The Blue Marble
For its opening salvo, Takagi-san goes part-Charlie Chaplin, part-Looney Tunes, ditching all dialogue for a full orchestra. Takagi’s instrumentation is predominantly flutes and strings, while Nishikata’s is very horn-forward. It’s PERFECT. But what warrants this sudden change in style? Nothing more than a different take on the pair’s routine walk to school, which is more than worthy!
Takagi is feeling playful and decides to tail Nishikata without being spotted. That said, his “Takagi-Meter” goes off multiple times, turning this into a kind of Sly Cooper sneaking game. The music and silent body language kept me utterly enthralled, while the silent version of Nishikata imagining Takagi losing his “guess what I found on the ground” game contrasts perfectly with the reality that she knows it’s a blue marble, leaving him to ponder whether Takagi has ESP.
“You Didn’t Scare Me, Ma’am”
After the three girls have a little silent segment of their own, we return to Takagi and Nishikata on classroom cleaning duty. Takagi mentions that a desk check is coming up, and suggests they do a dry run together. This means the two playing the roles of teacher and student.

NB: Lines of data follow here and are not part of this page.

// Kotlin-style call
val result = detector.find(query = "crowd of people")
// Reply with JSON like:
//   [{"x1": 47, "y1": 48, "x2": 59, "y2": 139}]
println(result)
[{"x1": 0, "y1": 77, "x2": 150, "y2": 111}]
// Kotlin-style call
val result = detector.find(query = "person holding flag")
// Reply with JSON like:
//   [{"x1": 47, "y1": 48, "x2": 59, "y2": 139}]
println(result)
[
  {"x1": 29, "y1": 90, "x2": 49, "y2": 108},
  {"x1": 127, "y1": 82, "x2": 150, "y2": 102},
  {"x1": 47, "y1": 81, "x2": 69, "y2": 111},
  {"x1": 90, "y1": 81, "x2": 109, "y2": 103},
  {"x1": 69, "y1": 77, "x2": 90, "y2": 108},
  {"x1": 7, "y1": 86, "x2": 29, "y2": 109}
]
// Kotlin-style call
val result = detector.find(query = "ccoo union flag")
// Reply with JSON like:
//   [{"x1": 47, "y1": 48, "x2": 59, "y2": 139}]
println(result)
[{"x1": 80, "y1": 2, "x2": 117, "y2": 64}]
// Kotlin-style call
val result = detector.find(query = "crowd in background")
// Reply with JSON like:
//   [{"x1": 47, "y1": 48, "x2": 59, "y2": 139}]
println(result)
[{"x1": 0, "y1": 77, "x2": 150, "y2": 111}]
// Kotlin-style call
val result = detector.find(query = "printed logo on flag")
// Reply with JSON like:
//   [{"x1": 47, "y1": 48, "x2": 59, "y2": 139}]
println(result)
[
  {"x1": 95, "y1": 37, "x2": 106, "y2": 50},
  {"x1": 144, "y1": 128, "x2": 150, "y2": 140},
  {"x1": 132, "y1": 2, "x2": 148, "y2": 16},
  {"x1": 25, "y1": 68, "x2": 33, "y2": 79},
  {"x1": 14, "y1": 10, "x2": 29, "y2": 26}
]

Naturally, Nishikata is nervous despite having no contraband, while Takagi is cool as a cucumber when they switch roles…only revealing after the check that she did have a manga hidden under her gym clothes…the one he lent her. There wasn’t even going to be a desk check; Takagi just wanted to roleplay and return his book in the most adorable way possible!
Fortune continues to smile on these two, giving them multiple chances to be alone together even during school hours. To whit: library duty. Takagi suggests they pass the time by reading books they choose for each other. She saw how excited Nishikata got about a dinosaur picture book, so picks that out for him. No doubt she genuinely likes that cute childish side of his.
Nishikata accepts it despite his embarrassment, because he really does love dinosaurs. He just picked a random novel for Takagi, but it’s precisely because of that she can blurt out “I love you” and immediately pass it off as a line from the book, when it’s actually another confession. It’s the latest in a series of tentative lines Takagi has cast. Fishing is all about patience, and Takagi seems to have plenty…for now.
The concluding segment begins with Takagi and Nishikata again running into each other by chance; the former is on an afternoon jog, the latter running errands. They chat about his informal jogging regimen, and he can’t help but boast that he once made it all the way to the beach one time.
The problem is, he reads Takagi’s reactions as skeptical rather than impressed—precisely how she intends—and the two part. Nishikata was near the end of his jog, but he’s determined to “defeat” Takagi by impressing her for real. So he fights his fatigue and groaning muscles and jogs all the way to the beach, fueled by the future sight of Takagi in genuine awe of his accomplishment.
I fully expected him to make it to the beach only to realize he hadn’t taken his phone with him to snap the all-important evidence. But that would have been too obvious, and the show knew that. Instead, he takes a photo of the sunset on the water, sends it to Takagi, and gets a sweet response back: “The sunset looks so pretty. Thank you.”
Then, in a beautiful piece of both romantic timing and camera framing, Takagi appears behind Nishikata. She raced to the beach on her bike after finishing her errands, because she knew with certainty Nishikata would go there to prove it to her. She hands him a bottle of Pokari Sweat—a reward for his hard work for her sake—and sits beside him on the sand.
Takagi says it was “so worth it” chasing after him so the two of them could watch the sunset together. Hearing this, and seeing Takagi’s face in the dramatic light and her hair gently flowing in the wind, Nishikata’s face turns red as said sunset, unable to accept that Takagi is being dead serious about all of this.
Then they sit in silence, calling back to earlier silent sessions in the episode. It’s established that once Nishikata calms down and quiets his mind, he can relax and simply exist together with Takagi, without any talking or teasing. Nishikata keeps trying to win in stupid ways, but he’s already long since won what truly matters: Takagi’s heart.
I maintain hope that one day—maybe this season—he’ll accept that win for what it is, and dismiss his lingering doubts for what they are: weak and pathetic excuses.